The recent COSEBOC (Coalition of Schools Eduationg Boys of Color) conference in Jackson, MS was such an event. One session in particular stood out to me as being particularly helpful was Eric Mahmoud’s presentation on the five education gaps that hinder academic achievement for Black students. Four of the five gaps described external factors:
- the students’ prior preparation
- time spent in school
- access to high quality teachers
- school leadership (with an emphasis on excellent logistics
The fifth and final gap, the belief gap, referred to the students’ beliefs about intelligence. Students who viewed their academic ability as innate would ultimately perform worse than those who saw it as something that would improve with practice. This last point was familiar to me as a social psychologist, but it was exciting to hear of it being addressed directly by a school leader. Adults can influence children’s beliefs about intelligence and ability through the type of feedback they give.
When children are praised (or criticized) for their intelligence, they develop a fixed theory of intelligence; they come to believe that intelligence is something you either have or you don’t. When this happens students become motivated to “prove” their intelligence, and when they fail they will give up quickly to avoid exposing areas where they feel they have fallen short.
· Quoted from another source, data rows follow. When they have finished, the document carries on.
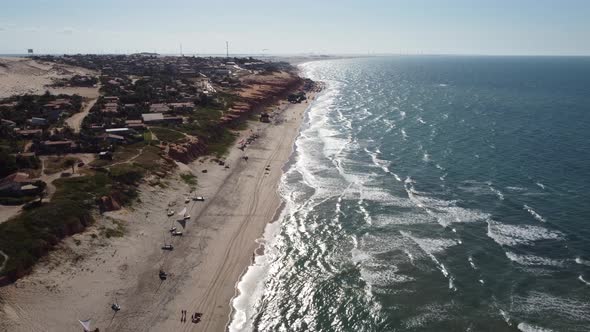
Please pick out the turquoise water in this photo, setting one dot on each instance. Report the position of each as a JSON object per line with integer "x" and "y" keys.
{"x": 433, "y": 194}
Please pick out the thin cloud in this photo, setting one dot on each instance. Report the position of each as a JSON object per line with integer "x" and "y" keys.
{"x": 67, "y": 31}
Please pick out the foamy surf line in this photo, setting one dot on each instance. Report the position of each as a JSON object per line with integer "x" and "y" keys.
{"x": 250, "y": 287}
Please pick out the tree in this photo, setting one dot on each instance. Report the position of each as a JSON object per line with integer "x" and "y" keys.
{"x": 70, "y": 163}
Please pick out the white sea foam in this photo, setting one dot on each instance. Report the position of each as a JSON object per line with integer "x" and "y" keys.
{"x": 534, "y": 213}
{"x": 470, "y": 259}
{"x": 512, "y": 235}
{"x": 581, "y": 278}
{"x": 402, "y": 219}
{"x": 543, "y": 303}
{"x": 383, "y": 164}
{"x": 505, "y": 316}
{"x": 532, "y": 260}
{"x": 525, "y": 327}
{"x": 497, "y": 192}
{"x": 251, "y": 285}
{"x": 428, "y": 313}
{"x": 432, "y": 246}
{"x": 404, "y": 135}
{"x": 445, "y": 212}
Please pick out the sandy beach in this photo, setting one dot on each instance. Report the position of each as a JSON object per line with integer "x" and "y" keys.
{"x": 88, "y": 273}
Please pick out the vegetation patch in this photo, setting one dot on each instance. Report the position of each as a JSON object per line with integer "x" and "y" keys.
{"x": 57, "y": 164}
{"x": 167, "y": 135}
{"x": 30, "y": 235}
{"x": 149, "y": 159}
{"x": 118, "y": 229}
{"x": 189, "y": 178}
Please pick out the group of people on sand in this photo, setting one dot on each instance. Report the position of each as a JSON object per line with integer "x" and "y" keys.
{"x": 195, "y": 318}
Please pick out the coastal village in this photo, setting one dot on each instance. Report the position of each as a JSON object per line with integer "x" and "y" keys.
{"x": 69, "y": 158}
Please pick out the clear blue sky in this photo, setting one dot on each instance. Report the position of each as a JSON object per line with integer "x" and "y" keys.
{"x": 560, "y": 27}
On the other hand, when children are praised for their hard work, they come to recognize that their academic abilities will improve with effort. Difficult tasks become opportunities for improvement rather than embarrassment.
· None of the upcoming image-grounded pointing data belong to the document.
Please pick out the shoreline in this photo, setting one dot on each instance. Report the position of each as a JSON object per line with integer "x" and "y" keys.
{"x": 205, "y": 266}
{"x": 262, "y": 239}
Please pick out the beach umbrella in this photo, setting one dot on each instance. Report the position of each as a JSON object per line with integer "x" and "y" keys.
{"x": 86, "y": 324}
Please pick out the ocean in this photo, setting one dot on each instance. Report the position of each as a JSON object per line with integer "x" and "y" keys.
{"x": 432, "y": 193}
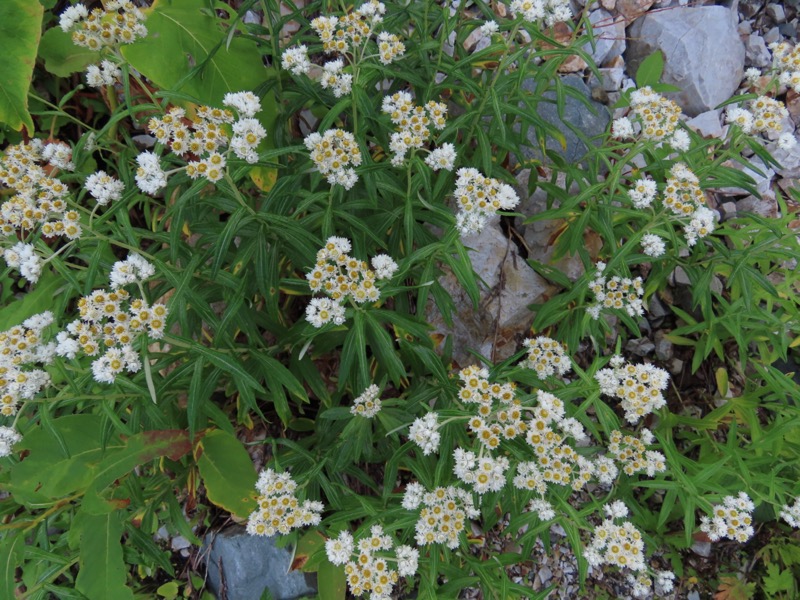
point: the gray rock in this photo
(250, 564)
(703, 54)
(609, 36)
(707, 124)
(584, 115)
(498, 326)
(663, 347)
(776, 13)
(756, 53)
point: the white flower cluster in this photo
(683, 196)
(762, 115)
(118, 22)
(732, 519)
(499, 412)
(370, 571)
(104, 188)
(206, 136)
(111, 322)
(442, 517)
(555, 460)
(638, 387)
(658, 117)
(643, 193)
(618, 545)
(653, 245)
(413, 129)
(478, 198)
(20, 348)
(543, 509)
(335, 153)
(341, 276)
(106, 73)
(546, 357)
(424, 432)
(278, 510)
(786, 61)
(483, 473)
(633, 455)
(791, 514)
(619, 293)
(38, 201)
(368, 404)
(549, 11)
(8, 437)
(133, 269)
Unfortunately, a fixed theory intelligence is the norm in American society, so it takes consistent support on the part of adults in their lives for kids to develop a view of intelligence as something that will grow with effort. Schools should carefully consider aspects of their program design that can potentially undermine these efforts, such as establishing AP or Honors tracks that are designed to separate students based on ability. Instead, both groups might be better served by a design that gives under-prepared students more time in the classroom with the expectation that they will move up to the advanced level as soon as possible.